Labour leader Keir Starmer has come under heavy criticism after a caller on LBC peddled a white supremacist myth and was not challenged.


Starmer was appearing on Nick Ferrari's LBC programme, taking calls and answering questions from the British public when the incident occurred. 'Gemma from Cambridge' called in to discuss the issue of Millwall fans audibly booing their own players for taking the knee before kick-off last weekend.

The Labour leader had been explaining to Ferrari why he still believes taking the knee is an important gesture in order to "keep the focus" on the fight against racism, despite leading figures such as Les Ferdinand saying it had become a hollow gesture.

The caller then explained why her husband supposedly chose to join in on the booing at The Den.


"Because, if anything, the racial inequality is now against the indigenous people of Britain, because we are set to become a minority by 2066," she said, peddling a white supremacist myth.

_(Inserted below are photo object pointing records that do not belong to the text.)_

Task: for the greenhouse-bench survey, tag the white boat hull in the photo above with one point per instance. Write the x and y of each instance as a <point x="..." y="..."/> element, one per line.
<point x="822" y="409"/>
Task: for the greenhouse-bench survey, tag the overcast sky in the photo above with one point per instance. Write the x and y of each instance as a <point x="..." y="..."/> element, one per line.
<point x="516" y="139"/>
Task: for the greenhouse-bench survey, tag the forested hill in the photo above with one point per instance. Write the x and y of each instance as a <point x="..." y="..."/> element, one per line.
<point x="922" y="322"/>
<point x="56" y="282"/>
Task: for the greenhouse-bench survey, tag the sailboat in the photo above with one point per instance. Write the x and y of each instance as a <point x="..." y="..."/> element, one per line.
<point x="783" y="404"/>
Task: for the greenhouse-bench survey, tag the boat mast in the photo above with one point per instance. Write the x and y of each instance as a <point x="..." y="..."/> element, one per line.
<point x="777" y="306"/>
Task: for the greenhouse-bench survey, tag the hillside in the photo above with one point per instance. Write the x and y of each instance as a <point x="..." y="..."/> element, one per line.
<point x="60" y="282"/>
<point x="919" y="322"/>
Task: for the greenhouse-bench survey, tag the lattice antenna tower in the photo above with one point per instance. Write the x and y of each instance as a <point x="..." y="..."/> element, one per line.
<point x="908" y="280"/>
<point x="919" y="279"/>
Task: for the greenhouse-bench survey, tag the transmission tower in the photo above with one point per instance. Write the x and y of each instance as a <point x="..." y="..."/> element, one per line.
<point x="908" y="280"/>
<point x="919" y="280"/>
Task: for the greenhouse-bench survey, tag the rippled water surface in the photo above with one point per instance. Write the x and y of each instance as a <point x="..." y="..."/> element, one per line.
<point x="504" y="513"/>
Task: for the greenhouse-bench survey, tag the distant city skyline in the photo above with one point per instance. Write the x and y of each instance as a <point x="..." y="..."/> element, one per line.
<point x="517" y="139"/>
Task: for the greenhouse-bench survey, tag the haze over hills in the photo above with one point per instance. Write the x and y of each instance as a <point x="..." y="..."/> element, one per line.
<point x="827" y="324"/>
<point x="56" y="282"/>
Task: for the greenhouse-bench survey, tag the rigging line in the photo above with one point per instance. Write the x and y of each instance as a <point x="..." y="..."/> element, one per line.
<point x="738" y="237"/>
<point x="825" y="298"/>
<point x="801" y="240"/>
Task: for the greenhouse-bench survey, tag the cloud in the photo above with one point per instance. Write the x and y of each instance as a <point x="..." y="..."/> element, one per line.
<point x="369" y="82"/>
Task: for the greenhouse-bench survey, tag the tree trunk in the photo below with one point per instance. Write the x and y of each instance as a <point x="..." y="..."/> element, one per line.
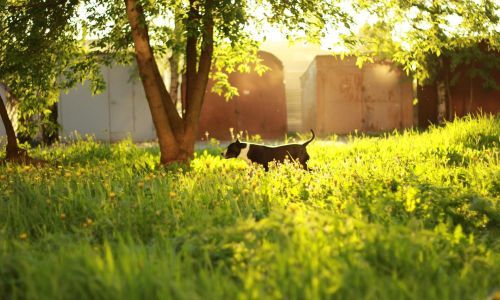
<point x="174" y="78"/>
<point x="176" y="135"/>
<point x="12" y="150"/>
<point x="151" y="80"/>
<point x="468" y="109"/>
<point x="441" y="93"/>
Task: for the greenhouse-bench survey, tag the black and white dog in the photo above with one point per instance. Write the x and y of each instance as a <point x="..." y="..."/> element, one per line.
<point x="263" y="155"/>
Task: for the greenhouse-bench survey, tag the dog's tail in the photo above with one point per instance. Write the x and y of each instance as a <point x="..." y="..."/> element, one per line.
<point x="312" y="138"/>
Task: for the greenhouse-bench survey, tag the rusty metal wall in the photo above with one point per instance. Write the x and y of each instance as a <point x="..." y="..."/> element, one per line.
<point x="259" y="109"/>
<point x="377" y="97"/>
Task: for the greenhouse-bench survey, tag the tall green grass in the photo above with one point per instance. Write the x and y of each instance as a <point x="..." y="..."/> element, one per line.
<point x="404" y="216"/>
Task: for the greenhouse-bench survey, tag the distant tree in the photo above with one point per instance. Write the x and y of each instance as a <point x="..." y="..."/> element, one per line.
<point x="40" y="56"/>
<point x="218" y="37"/>
<point x="431" y="38"/>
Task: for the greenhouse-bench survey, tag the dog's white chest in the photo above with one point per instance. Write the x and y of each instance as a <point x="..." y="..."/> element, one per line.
<point x="244" y="154"/>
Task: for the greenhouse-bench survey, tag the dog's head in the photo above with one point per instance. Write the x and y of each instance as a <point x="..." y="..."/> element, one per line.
<point x="234" y="149"/>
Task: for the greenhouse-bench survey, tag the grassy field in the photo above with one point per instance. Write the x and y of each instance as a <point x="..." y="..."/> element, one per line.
<point x="405" y="216"/>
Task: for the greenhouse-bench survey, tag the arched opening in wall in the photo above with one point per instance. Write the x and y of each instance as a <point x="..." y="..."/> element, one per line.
<point x="259" y="109"/>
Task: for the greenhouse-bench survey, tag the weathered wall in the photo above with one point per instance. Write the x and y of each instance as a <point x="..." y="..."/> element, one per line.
<point x="296" y="58"/>
<point x="121" y="110"/>
<point x="259" y="109"/>
<point x="375" y="98"/>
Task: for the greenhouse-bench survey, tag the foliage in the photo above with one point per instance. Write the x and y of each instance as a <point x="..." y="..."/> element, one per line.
<point x="417" y="34"/>
<point x="407" y="215"/>
<point x="41" y="55"/>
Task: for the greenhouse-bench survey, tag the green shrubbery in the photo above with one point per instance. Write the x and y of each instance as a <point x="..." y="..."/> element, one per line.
<point x="405" y="216"/>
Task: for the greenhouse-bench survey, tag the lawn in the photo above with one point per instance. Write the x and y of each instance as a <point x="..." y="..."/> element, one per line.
<point x="412" y="215"/>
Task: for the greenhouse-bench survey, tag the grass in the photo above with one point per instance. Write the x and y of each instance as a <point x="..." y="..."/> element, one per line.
<point x="404" y="216"/>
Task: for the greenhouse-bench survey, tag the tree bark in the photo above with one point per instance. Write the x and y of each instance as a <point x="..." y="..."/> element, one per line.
<point x="152" y="82"/>
<point x="191" y="55"/>
<point x="176" y="135"/>
<point x="441" y="109"/>
<point x="12" y="148"/>
<point x="174" y="78"/>
<point x="197" y="93"/>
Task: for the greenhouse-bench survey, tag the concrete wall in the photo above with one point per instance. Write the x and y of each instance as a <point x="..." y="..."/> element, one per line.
<point x="375" y="98"/>
<point x="295" y="58"/>
<point x="121" y="110"/>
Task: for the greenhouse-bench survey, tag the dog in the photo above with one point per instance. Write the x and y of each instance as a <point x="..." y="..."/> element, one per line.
<point x="263" y="155"/>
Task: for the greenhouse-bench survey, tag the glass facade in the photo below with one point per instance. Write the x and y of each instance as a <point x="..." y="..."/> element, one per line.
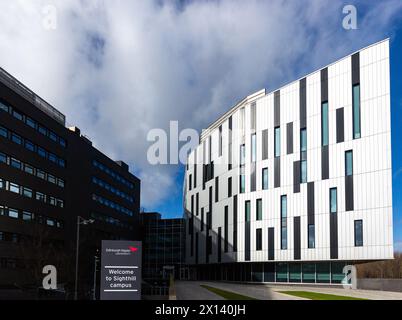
<point x="333" y="200"/>
<point x="265" y="179"/>
<point x="324" y="124"/>
<point x="258" y="210"/>
<point x="284" y="229"/>
<point x="356" y="112"/>
<point x="277" y="142"/>
<point x="349" y="163"/>
<point x="358" y="233"/>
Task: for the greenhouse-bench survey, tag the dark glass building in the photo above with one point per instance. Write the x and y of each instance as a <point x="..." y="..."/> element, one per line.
<point x="50" y="175"/>
<point x="163" y="245"/>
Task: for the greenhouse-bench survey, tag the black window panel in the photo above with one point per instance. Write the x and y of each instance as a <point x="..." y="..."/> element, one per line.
<point x="297" y="238"/>
<point x="277" y="107"/>
<point x="271" y="244"/>
<point x="340" y="125"/>
<point x="325" y="162"/>
<point x="356" y="68"/>
<point x="310" y="202"/>
<point x="289" y="137"/>
<point x="264" y="144"/>
<point x="324" y="85"/>
<point x="296" y="176"/>
<point x="349" y="194"/>
<point x="277" y="172"/>
<point x="303" y="103"/>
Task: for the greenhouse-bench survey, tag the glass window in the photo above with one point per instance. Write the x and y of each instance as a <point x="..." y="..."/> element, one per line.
<point x="3" y="157"/>
<point x="40" y="197"/>
<point x="258" y="240"/>
<point x="13" y="213"/>
<point x="29" y="169"/>
<point x="16" y="138"/>
<point x="18" y="115"/>
<point x="40" y="174"/>
<point x="52" y="157"/>
<point x="16" y="163"/>
<point x="52" y="136"/>
<point x="42" y="152"/>
<point x="358" y="233"/>
<point x="3" y="132"/>
<point x="14" y="188"/>
<point x="265" y="179"/>
<point x="333" y="200"/>
<point x="3" y="107"/>
<point x="348" y="163"/>
<point x="51" y="179"/>
<point x="30" y="122"/>
<point x="29" y="145"/>
<point x="311" y="236"/>
<point x="247" y="211"/>
<point x="42" y="130"/>
<point x="303" y="139"/>
<point x="356" y="112"/>
<point x="303" y="171"/>
<point x="60" y="183"/>
<point x="27" y="192"/>
<point x="259" y="209"/>
<point x="27" y="216"/>
<point x="62" y="142"/>
<point x="277" y="142"/>
<point x="253" y="148"/>
<point x="324" y="124"/>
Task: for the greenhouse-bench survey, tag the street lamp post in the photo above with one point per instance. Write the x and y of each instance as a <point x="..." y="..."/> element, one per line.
<point x="80" y="221"/>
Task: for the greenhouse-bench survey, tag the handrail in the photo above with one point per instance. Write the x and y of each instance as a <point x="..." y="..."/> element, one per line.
<point x="28" y="94"/>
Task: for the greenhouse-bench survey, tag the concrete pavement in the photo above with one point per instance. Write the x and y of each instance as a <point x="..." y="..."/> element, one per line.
<point x="192" y="290"/>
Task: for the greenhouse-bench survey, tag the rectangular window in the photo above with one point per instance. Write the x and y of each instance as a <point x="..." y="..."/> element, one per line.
<point x="358" y="233"/>
<point x="13" y="213"/>
<point x="303" y="140"/>
<point x="324" y="124"/>
<point x="3" y="132"/>
<point x="349" y="163"/>
<point x="265" y="179"/>
<point x="220" y="141"/>
<point x="333" y="200"/>
<point x="303" y="171"/>
<point x="247" y="211"/>
<point x="15" y="188"/>
<point x="258" y="239"/>
<point x="277" y="142"/>
<point x="3" y="157"/>
<point x="356" y="112"/>
<point x="16" y="138"/>
<point x="31" y="123"/>
<point x="311" y="236"/>
<point x="17" y="115"/>
<point x="284" y="231"/>
<point x="253" y="148"/>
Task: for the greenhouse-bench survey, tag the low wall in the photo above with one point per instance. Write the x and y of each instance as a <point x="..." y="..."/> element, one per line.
<point x="394" y="285"/>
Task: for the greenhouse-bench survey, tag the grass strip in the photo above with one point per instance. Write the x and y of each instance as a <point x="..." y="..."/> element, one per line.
<point x="228" y="295"/>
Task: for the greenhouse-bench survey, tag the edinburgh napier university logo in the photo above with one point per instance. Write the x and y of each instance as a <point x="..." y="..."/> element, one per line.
<point x="121" y="270"/>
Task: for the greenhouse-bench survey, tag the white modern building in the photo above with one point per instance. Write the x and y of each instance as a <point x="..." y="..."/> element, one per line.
<point x="292" y="185"/>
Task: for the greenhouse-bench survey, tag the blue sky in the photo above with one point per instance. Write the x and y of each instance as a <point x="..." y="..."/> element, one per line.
<point x="118" y="69"/>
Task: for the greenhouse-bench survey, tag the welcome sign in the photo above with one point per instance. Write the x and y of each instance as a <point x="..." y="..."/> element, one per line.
<point x="121" y="270"/>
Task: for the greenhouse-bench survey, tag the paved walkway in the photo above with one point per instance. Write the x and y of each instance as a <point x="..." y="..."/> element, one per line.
<point x="192" y="290"/>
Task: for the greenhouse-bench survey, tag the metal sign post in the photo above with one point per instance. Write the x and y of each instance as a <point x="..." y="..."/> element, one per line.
<point x="121" y="270"/>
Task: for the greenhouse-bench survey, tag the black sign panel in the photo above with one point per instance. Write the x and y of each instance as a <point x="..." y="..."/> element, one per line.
<point x="121" y="270"/>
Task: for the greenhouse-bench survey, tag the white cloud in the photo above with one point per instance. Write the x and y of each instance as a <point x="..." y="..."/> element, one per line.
<point x="120" y="68"/>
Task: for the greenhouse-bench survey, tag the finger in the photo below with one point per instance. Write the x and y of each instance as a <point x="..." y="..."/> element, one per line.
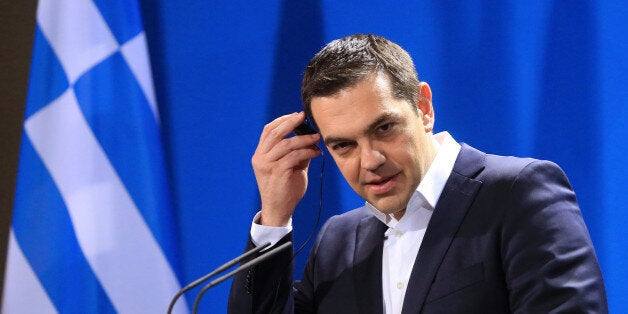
<point x="286" y="146"/>
<point x="299" y="159"/>
<point x="277" y="130"/>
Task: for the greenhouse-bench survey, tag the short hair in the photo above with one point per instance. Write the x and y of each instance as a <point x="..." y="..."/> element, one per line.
<point x="346" y="61"/>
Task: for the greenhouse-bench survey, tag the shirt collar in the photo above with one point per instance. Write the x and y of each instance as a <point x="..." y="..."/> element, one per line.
<point x="431" y="186"/>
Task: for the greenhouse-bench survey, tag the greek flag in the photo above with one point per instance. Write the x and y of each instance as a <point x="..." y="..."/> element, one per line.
<point x="93" y="227"/>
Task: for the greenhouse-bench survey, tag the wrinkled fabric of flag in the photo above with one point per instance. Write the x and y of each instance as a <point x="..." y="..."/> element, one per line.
<point x="93" y="228"/>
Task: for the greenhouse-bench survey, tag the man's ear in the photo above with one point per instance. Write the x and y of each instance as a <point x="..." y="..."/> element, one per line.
<point x="426" y="110"/>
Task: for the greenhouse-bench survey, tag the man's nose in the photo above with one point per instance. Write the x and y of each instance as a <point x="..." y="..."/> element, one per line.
<point x="371" y="158"/>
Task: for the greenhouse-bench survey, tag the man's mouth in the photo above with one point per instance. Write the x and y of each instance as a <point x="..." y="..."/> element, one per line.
<point x="382" y="186"/>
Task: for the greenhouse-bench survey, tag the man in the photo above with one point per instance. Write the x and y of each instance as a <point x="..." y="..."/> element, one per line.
<point x="445" y="229"/>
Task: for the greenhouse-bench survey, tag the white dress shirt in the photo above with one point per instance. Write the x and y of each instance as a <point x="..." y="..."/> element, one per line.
<point x="403" y="237"/>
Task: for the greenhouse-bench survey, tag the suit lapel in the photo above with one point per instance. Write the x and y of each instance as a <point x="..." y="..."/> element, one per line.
<point x="455" y="200"/>
<point x="368" y="264"/>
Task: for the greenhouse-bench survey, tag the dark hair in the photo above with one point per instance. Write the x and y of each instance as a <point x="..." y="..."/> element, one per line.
<point x="346" y="61"/>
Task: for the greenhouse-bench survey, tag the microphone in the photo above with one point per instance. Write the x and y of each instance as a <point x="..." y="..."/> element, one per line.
<point x="243" y="267"/>
<point x="216" y="271"/>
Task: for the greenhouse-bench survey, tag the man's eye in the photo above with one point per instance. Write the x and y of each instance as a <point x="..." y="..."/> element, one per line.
<point x="340" y="146"/>
<point x="385" y="127"/>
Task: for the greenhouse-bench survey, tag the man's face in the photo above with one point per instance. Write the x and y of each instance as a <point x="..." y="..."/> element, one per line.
<point x="381" y="146"/>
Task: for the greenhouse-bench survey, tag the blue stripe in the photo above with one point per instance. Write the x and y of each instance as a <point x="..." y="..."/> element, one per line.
<point x="44" y="232"/>
<point x="47" y="78"/>
<point x="121" y="119"/>
<point x="122" y="16"/>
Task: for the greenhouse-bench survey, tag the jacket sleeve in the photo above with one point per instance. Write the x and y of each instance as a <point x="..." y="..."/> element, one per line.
<point x="548" y="257"/>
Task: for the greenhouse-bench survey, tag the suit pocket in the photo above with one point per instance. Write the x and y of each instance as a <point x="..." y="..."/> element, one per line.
<point x="456" y="281"/>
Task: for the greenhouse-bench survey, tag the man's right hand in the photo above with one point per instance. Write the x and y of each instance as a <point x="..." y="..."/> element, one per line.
<point x="280" y="165"/>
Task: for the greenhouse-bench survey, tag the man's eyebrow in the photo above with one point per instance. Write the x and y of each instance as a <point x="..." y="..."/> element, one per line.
<point x="381" y="119"/>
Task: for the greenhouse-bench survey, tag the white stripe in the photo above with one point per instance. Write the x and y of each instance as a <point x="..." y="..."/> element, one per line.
<point x="77" y="33"/>
<point x="23" y="293"/>
<point x="111" y="232"/>
<point x="135" y="52"/>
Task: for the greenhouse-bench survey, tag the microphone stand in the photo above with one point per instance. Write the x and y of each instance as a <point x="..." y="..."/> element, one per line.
<point x="243" y="267"/>
<point x="216" y="271"/>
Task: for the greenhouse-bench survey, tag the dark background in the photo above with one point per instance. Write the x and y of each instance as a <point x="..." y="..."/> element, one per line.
<point x="16" y="37"/>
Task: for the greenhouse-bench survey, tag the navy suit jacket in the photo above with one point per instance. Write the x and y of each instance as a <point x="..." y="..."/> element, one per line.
<point x="506" y="235"/>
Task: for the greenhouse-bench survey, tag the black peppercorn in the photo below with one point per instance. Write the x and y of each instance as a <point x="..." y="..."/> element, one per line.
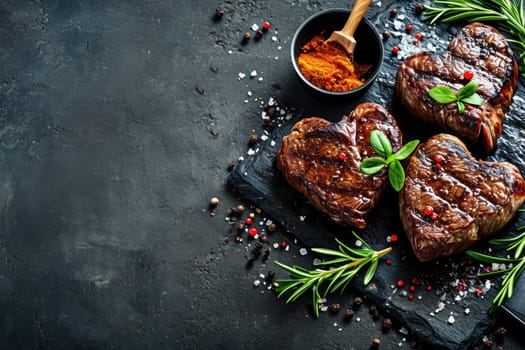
<point x="500" y="333"/>
<point x="349" y="313"/>
<point x="219" y="13"/>
<point x="335" y="307"/>
<point x="419" y="8"/>
<point x="358" y="301"/>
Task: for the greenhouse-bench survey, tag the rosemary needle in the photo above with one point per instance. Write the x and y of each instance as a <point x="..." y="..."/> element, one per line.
<point x="512" y="274"/>
<point x="345" y="262"/>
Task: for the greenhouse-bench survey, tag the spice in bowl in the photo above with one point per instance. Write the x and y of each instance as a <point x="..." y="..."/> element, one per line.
<point x="328" y="66"/>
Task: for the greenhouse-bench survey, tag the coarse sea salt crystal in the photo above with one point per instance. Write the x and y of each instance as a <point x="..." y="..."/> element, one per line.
<point x="451" y="320"/>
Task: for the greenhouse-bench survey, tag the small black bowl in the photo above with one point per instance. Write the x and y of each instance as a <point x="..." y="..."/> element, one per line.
<point x="369" y="48"/>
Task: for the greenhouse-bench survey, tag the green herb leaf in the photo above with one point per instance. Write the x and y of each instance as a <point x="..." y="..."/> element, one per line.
<point x="512" y="273"/>
<point x="443" y="94"/>
<point x="380" y="143"/>
<point x="372" y="165"/>
<point x="474" y="100"/>
<point x="468" y="90"/>
<point x="405" y="151"/>
<point x="461" y="107"/>
<point x="345" y="267"/>
<point x="370" y="272"/>
<point x="396" y="175"/>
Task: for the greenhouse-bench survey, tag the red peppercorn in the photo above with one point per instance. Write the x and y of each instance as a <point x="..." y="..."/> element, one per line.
<point x="266" y="25"/>
<point x="253" y="232"/>
<point x="468" y="75"/>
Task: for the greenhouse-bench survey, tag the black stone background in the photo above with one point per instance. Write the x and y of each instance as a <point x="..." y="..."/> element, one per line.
<point x="108" y="158"/>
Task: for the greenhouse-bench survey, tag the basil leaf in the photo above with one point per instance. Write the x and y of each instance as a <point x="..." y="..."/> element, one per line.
<point x="371" y="165"/>
<point x="468" y="90"/>
<point x="405" y="151"/>
<point x="442" y="94"/>
<point x="380" y="143"/>
<point x="473" y="99"/>
<point x="396" y="175"/>
<point x="461" y="107"/>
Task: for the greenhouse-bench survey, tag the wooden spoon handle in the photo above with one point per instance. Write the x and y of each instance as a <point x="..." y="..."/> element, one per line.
<point x="358" y="11"/>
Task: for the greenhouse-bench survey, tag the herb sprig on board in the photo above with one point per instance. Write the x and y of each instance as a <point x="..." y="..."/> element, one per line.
<point x="382" y="146"/>
<point x="506" y="15"/>
<point x="512" y="273"/>
<point x="344" y="263"/>
<point x="467" y="94"/>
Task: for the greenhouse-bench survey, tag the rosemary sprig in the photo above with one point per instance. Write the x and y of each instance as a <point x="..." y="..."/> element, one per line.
<point x="347" y="261"/>
<point x="516" y="244"/>
<point x="508" y="16"/>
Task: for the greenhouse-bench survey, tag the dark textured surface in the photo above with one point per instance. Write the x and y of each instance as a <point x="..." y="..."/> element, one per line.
<point x="108" y="159"/>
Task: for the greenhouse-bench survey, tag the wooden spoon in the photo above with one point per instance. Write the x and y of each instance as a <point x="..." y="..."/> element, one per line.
<point x="345" y="37"/>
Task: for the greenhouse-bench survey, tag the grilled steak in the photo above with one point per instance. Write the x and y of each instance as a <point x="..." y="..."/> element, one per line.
<point x="321" y="160"/>
<point x="480" y="49"/>
<point x="450" y="200"/>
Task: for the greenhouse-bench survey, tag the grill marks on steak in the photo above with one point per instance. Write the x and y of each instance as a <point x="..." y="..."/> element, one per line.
<point x="472" y="199"/>
<point x="478" y="48"/>
<point x="309" y="159"/>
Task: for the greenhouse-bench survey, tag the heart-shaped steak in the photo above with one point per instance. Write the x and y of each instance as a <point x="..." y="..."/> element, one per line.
<point x="451" y="200"/>
<point x="321" y="160"/>
<point x="478" y="52"/>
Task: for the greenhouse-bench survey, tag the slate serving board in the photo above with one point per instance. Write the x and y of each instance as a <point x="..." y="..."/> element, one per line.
<point x="259" y="180"/>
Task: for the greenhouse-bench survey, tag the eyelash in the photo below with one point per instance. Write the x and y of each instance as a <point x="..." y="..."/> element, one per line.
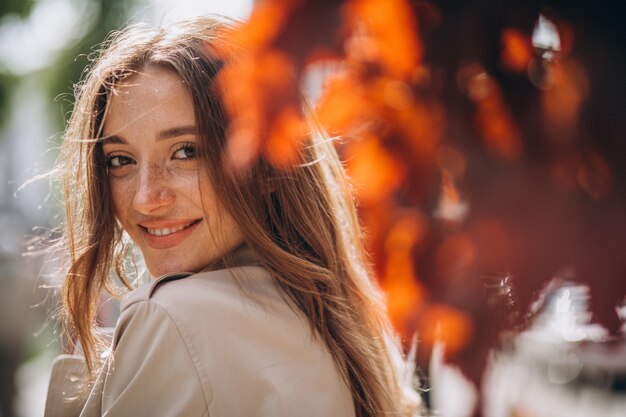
<point x="128" y="161"/>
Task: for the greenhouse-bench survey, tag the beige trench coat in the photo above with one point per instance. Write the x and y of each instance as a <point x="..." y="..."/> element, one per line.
<point x="222" y="343"/>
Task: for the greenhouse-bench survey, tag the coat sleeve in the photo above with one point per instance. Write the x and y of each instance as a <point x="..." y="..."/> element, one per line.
<point x="151" y="370"/>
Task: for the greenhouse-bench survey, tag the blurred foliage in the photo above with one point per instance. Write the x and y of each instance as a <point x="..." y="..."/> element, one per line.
<point x="7" y="7"/>
<point x="20" y="7"/>
<point x="484" y="165"/>
<point x="7" y="81"/>
<point x="70" y="65"/>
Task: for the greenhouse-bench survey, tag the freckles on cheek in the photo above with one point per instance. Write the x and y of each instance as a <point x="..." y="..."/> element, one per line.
<point x="120" y="196"/>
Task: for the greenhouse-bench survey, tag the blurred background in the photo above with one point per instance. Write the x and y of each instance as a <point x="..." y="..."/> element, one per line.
<point x="486" y="142"/>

"Bringing the political sphere into the football arena... You just have to look across to the Middle East. Israel has a state law that they the only people in that country to have self-determination. Why can't I, as a white British female, have that same right?" she asked.

Ferrari then handed Starmer the chance to respond to Gemma and highlight the inaccuracies in the myths rooted in racism she had been promoting.

Starmer said: "Gemma, we all have those rights. This is about recognising some injustices have been going on for a very long time and I think people were genuinely moved this year and want to make sure that those injustice is dealt with.


"People will look at it different ways, but I think the vast majority of people do want a more equal society."

His response has since been criticised for failing to address Gemma's comments which propagate the 'Great Replacement' myth, also known as the white genocide conspiracy theory.

The far-right conspiracy theory claims that white Europeans are being replaced by people of other ethnic groups through a slow genocide.

Activist and journalist Owen Jones said: "There needs to be a full explanation and apology from Labour's leadership about this diabolical failure to challenge full-blown white supremacism on national radio."


Journalist Daniel Harris tweeted: "Is a Labour leader who understands racism and antisemitism really too much to ask for? Jesus."

Labour councillor Ali Milani tweeted: "For years Labour ran in fear on the issue of immigration. Refused to lead the argument and cowered to “focus grouped” lines. And where did that lead us? To hostile environments, to meteoric rises in hate crime, to Brexit & into the arms Boris and Trump. We can’t do this again."

Labour MP Nadia Whittome, who was sacked from the shadow cabinet by Starmer for disobeying instructions on a key Commons vote, tweeted: "This is a ‘Great Replacement’ conspiracy theory as old as time. We must be able to recognise and robustly challenge white supremacy - especially when it is promoted on national radio."


Faiza Shaheen echoed the thoughts of many people becoming more disillusioned with both major parties, saying: "Tbh there's part of me just shutting down completely from the UK political scene. It just feels like no one has our back here now, and it is just too painful. Keir Starmer, let me say this directly, this is absolutely unacceptable."